Pleeease first get your terminology correct. What server client are u talking about??? you want to implement a physical medium for providing connectivity full stop. That is the same as sticking a wire between two points - no server no client. On top of this wire you want to put some protocol to prevent simultaneous transmissions (collision) signal strength, error handling etc this is achieved by using software which implements the 802.11 standards. The 'wire' and the software together constitute an access point.
You also need to read some basic radio and antenna stuff before even thinking of messing around with broadband on a medium which was never meant to operate outside your four walls. But just to increase the snr of this mail omnidirectional means all points of the compass and refers to physical area. Bidirectional means two way and the 'direction' in bidirection is misleading. The correct terminology for what u are trying to say is full duplex. No, wi fi connections are not full duplex. They are half duplex. That's because the transmit and recieve antennas and the transmit and recieve frequencies are in such close proximity that the reciever will be totally saturated with it's own transmission.
No i am not going to be a ISP. Project need to be a community project just like HAM radios, but in 2.5 Gz range
There is no provision for HAM ISPs.
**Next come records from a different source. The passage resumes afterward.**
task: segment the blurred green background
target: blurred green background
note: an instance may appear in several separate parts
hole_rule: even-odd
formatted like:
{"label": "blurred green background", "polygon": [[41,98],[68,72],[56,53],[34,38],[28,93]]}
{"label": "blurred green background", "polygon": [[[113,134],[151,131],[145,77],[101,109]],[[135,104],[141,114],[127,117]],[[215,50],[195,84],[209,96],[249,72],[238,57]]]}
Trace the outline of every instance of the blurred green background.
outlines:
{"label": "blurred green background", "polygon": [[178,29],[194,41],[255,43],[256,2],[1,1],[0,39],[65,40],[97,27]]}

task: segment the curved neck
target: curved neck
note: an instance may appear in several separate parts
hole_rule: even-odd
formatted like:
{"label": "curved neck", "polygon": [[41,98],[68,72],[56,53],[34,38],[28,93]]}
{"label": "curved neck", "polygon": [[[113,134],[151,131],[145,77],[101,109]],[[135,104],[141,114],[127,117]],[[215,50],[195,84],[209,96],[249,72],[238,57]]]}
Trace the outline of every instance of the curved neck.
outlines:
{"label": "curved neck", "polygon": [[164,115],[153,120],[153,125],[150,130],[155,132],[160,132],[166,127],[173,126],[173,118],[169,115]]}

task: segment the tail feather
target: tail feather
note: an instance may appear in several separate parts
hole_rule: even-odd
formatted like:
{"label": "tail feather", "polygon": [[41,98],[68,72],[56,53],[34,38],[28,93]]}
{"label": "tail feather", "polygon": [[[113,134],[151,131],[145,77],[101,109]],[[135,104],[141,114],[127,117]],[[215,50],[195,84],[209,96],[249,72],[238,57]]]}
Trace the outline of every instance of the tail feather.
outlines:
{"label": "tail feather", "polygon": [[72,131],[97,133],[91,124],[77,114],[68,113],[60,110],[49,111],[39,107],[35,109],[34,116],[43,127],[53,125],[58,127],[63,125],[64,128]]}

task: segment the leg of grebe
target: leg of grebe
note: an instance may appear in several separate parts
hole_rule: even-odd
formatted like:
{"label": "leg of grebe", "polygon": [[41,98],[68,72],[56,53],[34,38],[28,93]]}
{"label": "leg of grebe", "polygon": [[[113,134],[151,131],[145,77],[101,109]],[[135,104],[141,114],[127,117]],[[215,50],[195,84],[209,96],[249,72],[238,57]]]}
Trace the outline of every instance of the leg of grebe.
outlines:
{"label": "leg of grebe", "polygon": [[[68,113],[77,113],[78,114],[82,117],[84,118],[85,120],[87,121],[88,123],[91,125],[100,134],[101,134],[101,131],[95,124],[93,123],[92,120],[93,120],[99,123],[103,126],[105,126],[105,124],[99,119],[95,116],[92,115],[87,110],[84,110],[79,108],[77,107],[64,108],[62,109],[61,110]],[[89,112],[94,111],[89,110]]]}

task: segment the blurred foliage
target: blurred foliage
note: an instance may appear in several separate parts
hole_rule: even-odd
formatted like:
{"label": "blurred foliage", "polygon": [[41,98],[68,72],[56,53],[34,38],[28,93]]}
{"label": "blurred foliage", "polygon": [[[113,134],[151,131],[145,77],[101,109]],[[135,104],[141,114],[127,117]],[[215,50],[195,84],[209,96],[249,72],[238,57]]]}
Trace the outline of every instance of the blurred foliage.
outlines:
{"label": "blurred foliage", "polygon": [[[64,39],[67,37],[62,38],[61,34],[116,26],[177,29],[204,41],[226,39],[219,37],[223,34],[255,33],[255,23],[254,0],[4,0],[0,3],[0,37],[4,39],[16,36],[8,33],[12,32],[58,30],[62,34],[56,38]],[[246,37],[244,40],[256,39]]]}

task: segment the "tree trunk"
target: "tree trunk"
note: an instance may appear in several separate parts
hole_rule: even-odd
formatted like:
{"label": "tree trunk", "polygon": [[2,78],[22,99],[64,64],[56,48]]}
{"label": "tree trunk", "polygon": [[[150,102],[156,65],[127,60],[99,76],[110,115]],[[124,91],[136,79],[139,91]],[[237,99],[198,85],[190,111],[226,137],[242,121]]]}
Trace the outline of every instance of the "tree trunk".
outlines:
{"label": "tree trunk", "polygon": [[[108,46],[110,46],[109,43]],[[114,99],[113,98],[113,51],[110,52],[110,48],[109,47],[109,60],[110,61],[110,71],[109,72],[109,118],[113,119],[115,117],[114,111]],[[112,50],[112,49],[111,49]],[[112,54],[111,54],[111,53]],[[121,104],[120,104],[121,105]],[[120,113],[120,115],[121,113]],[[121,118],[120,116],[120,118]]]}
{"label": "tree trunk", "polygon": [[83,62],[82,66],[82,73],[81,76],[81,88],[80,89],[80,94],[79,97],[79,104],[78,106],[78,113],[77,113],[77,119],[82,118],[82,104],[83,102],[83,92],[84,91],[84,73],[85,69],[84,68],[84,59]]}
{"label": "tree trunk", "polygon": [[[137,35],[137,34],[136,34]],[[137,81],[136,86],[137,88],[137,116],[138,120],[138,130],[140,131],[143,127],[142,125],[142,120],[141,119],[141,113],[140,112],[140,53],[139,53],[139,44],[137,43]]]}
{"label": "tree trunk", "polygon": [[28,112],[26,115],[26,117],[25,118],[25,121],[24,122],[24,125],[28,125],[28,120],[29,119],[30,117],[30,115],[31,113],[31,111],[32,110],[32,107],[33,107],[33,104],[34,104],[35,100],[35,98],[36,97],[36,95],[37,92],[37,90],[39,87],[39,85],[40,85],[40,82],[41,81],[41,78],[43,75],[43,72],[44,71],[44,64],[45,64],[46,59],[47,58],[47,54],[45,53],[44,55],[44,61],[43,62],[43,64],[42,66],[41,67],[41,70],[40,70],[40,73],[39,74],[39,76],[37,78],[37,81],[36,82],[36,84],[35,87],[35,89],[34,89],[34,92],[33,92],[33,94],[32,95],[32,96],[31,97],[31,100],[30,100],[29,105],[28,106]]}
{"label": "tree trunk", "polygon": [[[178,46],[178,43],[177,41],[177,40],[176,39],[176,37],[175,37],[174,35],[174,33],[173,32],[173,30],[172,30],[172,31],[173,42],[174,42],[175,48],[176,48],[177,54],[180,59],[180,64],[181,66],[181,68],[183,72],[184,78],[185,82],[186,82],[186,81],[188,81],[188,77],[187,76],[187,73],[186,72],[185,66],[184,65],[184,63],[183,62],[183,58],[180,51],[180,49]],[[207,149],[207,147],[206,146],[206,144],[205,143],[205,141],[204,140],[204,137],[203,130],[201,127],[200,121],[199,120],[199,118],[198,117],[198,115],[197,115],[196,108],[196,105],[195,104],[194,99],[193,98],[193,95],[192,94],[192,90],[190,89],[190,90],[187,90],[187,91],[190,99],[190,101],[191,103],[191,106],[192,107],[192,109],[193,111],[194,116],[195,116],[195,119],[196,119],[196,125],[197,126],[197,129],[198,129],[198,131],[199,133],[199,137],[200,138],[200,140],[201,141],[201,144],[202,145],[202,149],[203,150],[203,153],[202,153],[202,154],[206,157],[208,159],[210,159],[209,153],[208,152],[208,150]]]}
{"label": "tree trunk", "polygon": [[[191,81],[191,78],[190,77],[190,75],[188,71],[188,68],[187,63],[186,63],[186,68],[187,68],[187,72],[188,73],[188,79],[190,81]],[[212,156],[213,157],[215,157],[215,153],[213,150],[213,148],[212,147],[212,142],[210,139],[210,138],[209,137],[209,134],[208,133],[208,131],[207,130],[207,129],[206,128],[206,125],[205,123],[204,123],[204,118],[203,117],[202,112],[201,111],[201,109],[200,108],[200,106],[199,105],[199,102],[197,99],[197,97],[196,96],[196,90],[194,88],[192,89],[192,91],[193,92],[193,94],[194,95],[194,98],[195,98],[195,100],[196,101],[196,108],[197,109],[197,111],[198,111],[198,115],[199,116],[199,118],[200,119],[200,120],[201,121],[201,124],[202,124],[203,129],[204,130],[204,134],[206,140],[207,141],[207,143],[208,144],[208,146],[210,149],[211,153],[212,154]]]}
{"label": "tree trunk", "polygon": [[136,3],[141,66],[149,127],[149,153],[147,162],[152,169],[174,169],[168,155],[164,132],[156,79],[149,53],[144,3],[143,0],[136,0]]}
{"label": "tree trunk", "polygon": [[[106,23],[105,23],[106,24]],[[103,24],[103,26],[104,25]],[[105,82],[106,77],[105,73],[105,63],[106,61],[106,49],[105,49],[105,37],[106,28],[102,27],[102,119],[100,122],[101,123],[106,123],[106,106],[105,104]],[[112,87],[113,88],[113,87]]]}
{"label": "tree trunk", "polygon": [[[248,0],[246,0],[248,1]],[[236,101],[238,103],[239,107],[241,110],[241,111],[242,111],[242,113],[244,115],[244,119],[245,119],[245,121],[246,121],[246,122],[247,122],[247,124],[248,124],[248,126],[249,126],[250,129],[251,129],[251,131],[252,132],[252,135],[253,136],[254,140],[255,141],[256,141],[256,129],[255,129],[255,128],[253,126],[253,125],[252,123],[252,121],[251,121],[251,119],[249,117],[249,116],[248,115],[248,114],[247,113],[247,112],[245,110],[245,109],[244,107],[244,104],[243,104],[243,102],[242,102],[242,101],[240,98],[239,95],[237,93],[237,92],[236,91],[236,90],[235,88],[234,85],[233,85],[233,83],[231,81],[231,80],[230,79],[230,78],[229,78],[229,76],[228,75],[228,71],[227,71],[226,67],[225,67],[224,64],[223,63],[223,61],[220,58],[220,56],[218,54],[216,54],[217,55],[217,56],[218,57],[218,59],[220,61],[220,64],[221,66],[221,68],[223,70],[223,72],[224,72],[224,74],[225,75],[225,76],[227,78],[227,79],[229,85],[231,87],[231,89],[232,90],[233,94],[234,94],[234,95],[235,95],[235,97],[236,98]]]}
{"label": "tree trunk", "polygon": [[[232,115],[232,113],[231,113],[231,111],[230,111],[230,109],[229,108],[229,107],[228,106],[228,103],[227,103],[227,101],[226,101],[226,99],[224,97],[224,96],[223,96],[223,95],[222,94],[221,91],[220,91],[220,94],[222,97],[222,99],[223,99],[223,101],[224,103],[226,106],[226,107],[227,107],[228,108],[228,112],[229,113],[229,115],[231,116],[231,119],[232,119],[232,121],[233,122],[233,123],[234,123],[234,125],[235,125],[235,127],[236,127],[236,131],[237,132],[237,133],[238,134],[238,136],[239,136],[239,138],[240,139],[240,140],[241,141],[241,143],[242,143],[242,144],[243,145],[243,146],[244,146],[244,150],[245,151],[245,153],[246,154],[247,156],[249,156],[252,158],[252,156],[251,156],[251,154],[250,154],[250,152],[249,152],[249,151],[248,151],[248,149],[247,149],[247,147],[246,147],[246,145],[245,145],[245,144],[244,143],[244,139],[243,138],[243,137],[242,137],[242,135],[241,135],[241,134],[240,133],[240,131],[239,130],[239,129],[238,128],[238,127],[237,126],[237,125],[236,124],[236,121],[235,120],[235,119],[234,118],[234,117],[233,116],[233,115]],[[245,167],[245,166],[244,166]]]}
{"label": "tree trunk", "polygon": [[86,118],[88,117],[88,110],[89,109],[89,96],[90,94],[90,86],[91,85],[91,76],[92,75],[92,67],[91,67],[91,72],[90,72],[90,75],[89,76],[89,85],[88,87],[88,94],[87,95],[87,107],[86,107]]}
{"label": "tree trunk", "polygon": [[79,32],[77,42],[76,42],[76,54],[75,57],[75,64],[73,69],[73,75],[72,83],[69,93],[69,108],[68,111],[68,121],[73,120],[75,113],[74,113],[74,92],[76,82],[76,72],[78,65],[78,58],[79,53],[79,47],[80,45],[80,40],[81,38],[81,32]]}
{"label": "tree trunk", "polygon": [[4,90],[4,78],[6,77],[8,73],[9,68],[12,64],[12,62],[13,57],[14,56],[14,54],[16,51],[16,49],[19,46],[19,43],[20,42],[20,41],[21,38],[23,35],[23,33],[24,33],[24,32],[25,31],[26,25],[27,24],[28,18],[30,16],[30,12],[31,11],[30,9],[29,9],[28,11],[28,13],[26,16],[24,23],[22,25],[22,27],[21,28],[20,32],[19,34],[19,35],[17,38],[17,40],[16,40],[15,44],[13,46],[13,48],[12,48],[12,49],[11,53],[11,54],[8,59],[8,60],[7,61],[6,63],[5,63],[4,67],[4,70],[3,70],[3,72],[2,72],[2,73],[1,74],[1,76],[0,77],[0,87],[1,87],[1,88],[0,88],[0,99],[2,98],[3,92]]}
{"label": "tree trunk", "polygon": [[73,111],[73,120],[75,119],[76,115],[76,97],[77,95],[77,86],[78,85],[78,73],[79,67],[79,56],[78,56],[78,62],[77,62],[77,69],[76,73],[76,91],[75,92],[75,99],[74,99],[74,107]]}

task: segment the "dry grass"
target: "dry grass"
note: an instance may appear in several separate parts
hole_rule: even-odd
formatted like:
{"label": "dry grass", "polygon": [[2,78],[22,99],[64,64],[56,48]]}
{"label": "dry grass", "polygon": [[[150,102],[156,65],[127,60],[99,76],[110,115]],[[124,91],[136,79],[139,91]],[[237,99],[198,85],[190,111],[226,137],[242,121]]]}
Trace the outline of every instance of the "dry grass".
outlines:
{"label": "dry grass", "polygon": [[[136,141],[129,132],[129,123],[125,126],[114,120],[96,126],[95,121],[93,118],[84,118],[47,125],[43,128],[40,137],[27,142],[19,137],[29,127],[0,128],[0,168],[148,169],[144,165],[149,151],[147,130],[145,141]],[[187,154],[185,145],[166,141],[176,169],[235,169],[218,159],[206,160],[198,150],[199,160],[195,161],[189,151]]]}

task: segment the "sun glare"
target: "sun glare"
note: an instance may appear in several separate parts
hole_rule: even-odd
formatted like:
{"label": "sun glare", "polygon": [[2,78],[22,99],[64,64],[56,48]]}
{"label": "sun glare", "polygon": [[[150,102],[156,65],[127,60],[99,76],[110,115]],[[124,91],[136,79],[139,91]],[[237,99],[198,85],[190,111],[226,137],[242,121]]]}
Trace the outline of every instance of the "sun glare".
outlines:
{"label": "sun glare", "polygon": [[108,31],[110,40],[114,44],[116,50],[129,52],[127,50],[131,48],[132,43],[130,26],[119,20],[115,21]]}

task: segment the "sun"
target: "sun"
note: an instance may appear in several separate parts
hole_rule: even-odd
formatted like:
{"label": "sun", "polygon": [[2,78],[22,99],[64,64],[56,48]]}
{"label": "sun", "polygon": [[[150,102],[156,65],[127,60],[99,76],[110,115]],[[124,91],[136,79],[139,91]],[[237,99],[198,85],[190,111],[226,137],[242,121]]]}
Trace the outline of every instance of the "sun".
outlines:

Well most of are isps are real ham handed anyways.
No moon bounce will be very slow. It take off the fun of multimedia Internet.
Jeez that was supposed to be humour. Any ways moon bounce is not slow, particularly when compared to our internet access. Multimedia on wifi?? do please read a lot before sticking your neck on this one. An mpeg4 video requires a peak BW of 7Mbps and latency of 2 to 3 mS. Not to mention very error free medium. At best u could broadcast a single video in a room. So perish the thought of multimedia "experience". U could try OFDM which would give you 45Mbps. But the cost would be so prohibitive that u are better off distributing dvds.